Avec 87% des flux de voyageurs et 88% du fret, la route est à l’origine de 95% des émissions de gaz à effet de serre liées aux transports. Même dans la perspective d’un doublement de la part du rail d’ici à 2040, elle resterait majoritaire. C’est donc la route qui recèle le plus fort potentiel de décarbonation. Vinci Autoroutes, qui gère environ la moitié du linéaire concédé français, a demandé au cabinet Altermind de se pencher sur la question, ou plutôt d’actualiser la réflexion présentée fin 2022. L’invasion de l’Ukraine par la Russie ayant renforcé certaines tendances sous-jacentes, comme la priorité donnée à la souveraineté industrielle et énergétique, indique l’économiste Patrice Geoffron, qui a dirigé les travaux. Pour répondre aux enjeux climatiques, économiques, environnementaux et sociétaux, la stratégie de l’autoroute doit donc élargir ses objectifs bien au-delà de la stricte décarbonation des déplacements. Parmi les leviers de transformation identifiés, on relève le déploiement des infrastructures de charge électrique, le soutien aux mobilités décarbonées (covoiturage, cars express), la production d’énergie renouvelable, notamment via le photovoltaïque, ainsi que la résilience des autoroutes, de plus en plus exposées aux conséquences des aléas climatiques.

L’électrification des autoroutes est indispensable à la décarbonation des transports longue distance. Le déploiement des infrastructures de recharge pour véhicules électriques (IRVE), mais le nombre de bornes doit être multiplié par 7 dans les années à venir pour répondre aux besoins. Il faudra 60 à 70 bornes en moyenne sur chaque aire de service, et même 200 points de charge pour les aires les plus fréquentées. Cette bascule énergétique s’accompagne d’une nouvelle conception, et nécessite une gestion optimisée de l’énergie au moment des pics de consommation. Vinci va accroître parallèlement sa production d’électricité solaire, qui devrait atteindre une capacité de 1 GWc d’ici à 2030-35.
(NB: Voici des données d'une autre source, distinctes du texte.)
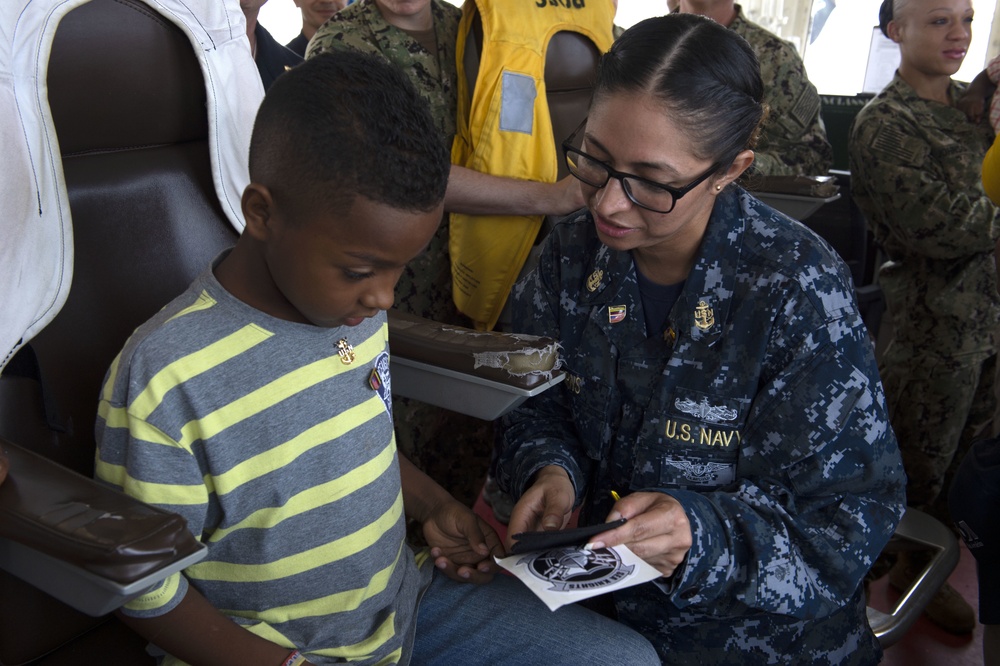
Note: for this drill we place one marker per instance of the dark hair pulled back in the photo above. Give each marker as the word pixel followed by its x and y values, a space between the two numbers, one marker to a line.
pixel 706 76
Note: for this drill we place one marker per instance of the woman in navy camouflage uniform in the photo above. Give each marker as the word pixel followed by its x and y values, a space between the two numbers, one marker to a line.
pixel 720 378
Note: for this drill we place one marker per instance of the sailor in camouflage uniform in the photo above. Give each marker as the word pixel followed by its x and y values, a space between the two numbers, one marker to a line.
pixel 745 427
pixel 915 165
pixel 452 448
pixel 793 139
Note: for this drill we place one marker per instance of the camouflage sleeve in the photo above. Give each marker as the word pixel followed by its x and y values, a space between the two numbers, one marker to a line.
pixel 933 207
pixel 820 488
pixel 793 139
pixel 541 431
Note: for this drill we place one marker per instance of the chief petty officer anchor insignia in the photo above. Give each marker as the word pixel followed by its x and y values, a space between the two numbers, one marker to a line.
pixel 704 316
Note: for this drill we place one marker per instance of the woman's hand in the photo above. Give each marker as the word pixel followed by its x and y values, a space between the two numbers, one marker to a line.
pixel 657 530
pixel 462 544
pixel 546 505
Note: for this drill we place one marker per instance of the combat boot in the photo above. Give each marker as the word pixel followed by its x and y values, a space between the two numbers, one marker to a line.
pixel 947 609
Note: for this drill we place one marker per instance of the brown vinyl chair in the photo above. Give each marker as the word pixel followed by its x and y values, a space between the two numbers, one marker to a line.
pixel 128 101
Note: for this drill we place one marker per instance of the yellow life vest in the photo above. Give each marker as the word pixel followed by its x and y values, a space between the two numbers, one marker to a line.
pixel 504 130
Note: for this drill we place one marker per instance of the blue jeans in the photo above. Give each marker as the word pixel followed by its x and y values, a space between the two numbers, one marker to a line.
pixel 502 622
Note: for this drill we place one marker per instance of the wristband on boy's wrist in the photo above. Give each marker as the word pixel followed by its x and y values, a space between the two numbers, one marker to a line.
pixel 294 658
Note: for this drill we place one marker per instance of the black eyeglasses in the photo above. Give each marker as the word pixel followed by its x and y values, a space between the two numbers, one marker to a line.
pixel 644 193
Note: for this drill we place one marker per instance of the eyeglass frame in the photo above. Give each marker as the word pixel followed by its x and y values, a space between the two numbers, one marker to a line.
pixel 675 192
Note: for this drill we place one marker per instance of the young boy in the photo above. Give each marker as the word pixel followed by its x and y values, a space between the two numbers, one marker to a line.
pixel 258 406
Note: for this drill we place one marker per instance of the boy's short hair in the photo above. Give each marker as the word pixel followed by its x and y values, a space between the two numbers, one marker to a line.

«Nous devons maintenant passer aux besoins spécifiques des poids lourds, pour lesquels il faudra prévoir une charge en 45 minutes de façon à coïncider avec le temps de pause réglementaire des conducteurs», indique Christophe Hug, directeur général adjoint de Vinci Autoroutes. D’ici à 2035, la puissance disponible pour les camions devrait être du même ordre que celle destinée aux véhicules légers, soit 40 MW. Vinci Autoroutes travaille également sur les solutions complémentaires aux batteries, dont l’Electric Road System (ERS), qui consiste à apporter de l’électricité via l’infrastructure routière, par pantographe, par rail ou par induction. Ainsi, deux tronçons de 2 km vont être équipés sur l’Autoroute A10, en amont du péage de Saint-Arnoult dans le sens Paris-Province pour une expérimentation lancée en 2024 avec Elonroad, Electreon, Hutchinson ainsi que l’Université Gustave Eiffel.

Autre chantier, celui de l’évolution des usages. André Broto, ex directeur de la prospective de Vinci Autoroutes, et auteur d’un ouvrage intitulé «Transports: les oubliés de la République», rappelle que «les déplacements longs du quotidien représente 57% des émissions de la voiture». Bien connectés aux réseaux ferrés ou urbains structurants, cars express et lignes de covoiturage permettraient à de nombreux navetteurs de se passer de leur voiture. Ainsi, «le réseau de cars express de l’Isère permet à 28% des salariés issus du périurbain de rejoindre Grenoble en transports collectifs, contre à peine 10% dans les autres villes françaises comparables», souligne André Broto. Malgré le retard français en la matière, les initiatives se multiplient, autour de Bordeaux et bientôt en Ile-de-France, où le premier réseau sera présenté à l’automne.

L’ensemble de ces transformations ont un coût, estimé à 70 Md€ pour l’ensemble du réseau. Un investissement qui permettrait de réduire de 40% les émissions de GES d’ici à 2035 comparé au niveau de 2019. Pour Patrice Geoffron, qui rappelle que le rapport Pisany-Ferry Mahfouz chiffre à 65 Md€ par an l’effort nécessaire à l’adaptation de l’économie française à la décarbonation, la valeur de référence est celle du coût de l’inaction. Christophe Hug quant à lui se défend de préparer ses arguments dans le débat sur le devenir des concessions autoroutières. Le financement de cette transformation du système autoroutier doit être partagé entre les différents acteurs concernés, dont les territoires. Une manière de s’adresser aux collectivités locales, sollicitées sur tous les fronts de la transition… et qui demandent toutes une part des profits autoroutiers pour alimenter leurs budgets mobilité.